The algorithm inputs were prepared as the source water quality (i.e., monovalent/divalent ions, minerals, salinity, hardness etc.) and the test temperature. The outputs predicted were set to be the detailed fluid formulation for specified viscosity and fluid stability requirements. Data cleaning and ingestion were done thoroughly to remove nonphysical outliers such as bob-climbing during testing. A detailed parametric correlation study followed and revealed the impact of different parameters, especially divalent ions such as Ca+2 and Mg+2, and total dissolved solids on the rheology. The training set to holdout set ratio was fixed at 90:10 for different trials. Further, 5-fold cross validation was used to choose the hyperparameters for the final model. To predict fluid formulation/target rheology in terms of additive concentrations, which is a continuous quantity, regression-based models were attempted. Ridge regression and ensemble methods such as random forest and boosting type models were trained. Boosting-based models gave an average 88% goodness of fit (R2) for the holdout datasets. For field implementation, the model results were used to create a digital laboratory request for the laboratory technician instead of having the fracturing design engineer manually handle this task. The physics-based data-driven ML model reduced an average HP/HT runs/well from 20 to 5 yielding a 400% laboratory resource savings.

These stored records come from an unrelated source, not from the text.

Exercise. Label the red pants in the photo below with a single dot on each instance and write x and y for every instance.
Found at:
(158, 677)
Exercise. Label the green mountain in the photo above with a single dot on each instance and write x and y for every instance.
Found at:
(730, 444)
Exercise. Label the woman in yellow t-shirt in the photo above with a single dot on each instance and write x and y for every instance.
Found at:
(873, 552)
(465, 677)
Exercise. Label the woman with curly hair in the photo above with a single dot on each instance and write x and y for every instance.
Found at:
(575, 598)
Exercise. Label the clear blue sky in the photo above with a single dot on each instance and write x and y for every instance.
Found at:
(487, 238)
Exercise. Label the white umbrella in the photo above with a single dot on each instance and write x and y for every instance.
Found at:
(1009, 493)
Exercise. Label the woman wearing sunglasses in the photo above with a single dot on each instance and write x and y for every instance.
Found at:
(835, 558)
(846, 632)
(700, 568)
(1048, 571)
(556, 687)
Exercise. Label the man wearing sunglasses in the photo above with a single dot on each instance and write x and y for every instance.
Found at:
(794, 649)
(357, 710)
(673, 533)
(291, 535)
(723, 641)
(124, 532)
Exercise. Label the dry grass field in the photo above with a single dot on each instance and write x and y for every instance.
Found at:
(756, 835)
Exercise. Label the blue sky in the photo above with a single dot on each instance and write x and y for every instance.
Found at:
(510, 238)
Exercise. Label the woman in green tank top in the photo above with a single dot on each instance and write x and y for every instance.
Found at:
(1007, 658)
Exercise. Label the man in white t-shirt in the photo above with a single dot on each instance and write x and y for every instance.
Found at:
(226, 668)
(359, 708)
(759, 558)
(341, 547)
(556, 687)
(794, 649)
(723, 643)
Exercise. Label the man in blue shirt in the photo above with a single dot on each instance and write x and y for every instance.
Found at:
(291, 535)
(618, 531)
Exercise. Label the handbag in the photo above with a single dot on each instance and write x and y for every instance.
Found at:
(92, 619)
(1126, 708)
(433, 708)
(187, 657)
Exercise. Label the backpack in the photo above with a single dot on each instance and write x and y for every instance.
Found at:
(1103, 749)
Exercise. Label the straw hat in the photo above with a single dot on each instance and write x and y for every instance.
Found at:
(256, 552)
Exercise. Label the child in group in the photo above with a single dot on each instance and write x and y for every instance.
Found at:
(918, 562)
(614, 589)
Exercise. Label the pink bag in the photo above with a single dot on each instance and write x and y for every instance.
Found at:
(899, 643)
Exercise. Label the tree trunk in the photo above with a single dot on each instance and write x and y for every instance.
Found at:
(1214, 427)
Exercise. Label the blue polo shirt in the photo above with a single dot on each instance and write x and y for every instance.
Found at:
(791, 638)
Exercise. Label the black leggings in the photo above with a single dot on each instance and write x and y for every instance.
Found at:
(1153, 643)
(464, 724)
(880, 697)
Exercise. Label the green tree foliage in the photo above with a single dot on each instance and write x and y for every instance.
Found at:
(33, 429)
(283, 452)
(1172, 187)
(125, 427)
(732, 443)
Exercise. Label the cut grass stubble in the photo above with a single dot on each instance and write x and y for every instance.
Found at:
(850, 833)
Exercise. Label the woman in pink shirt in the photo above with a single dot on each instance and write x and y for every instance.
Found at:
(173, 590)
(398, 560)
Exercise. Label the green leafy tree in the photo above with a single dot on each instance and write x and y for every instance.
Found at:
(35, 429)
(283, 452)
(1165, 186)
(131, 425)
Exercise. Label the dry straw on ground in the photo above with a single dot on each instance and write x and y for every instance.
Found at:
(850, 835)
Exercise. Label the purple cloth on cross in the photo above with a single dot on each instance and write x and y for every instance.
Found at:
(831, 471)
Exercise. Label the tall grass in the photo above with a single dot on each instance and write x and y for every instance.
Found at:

This ML-based workflow is unique and does not exist in the literature. It can enable resource optimization for all large-scale fracturing projects and reduce manual laborious input for generating laboratory requests followed by trial-and-error optimizations with a potential of saving thousands of hours and reduce all the laboratory equipment maintenance costs. The technique can easily be extended to designing cementing fluids, drilling muds, and corrosion properties.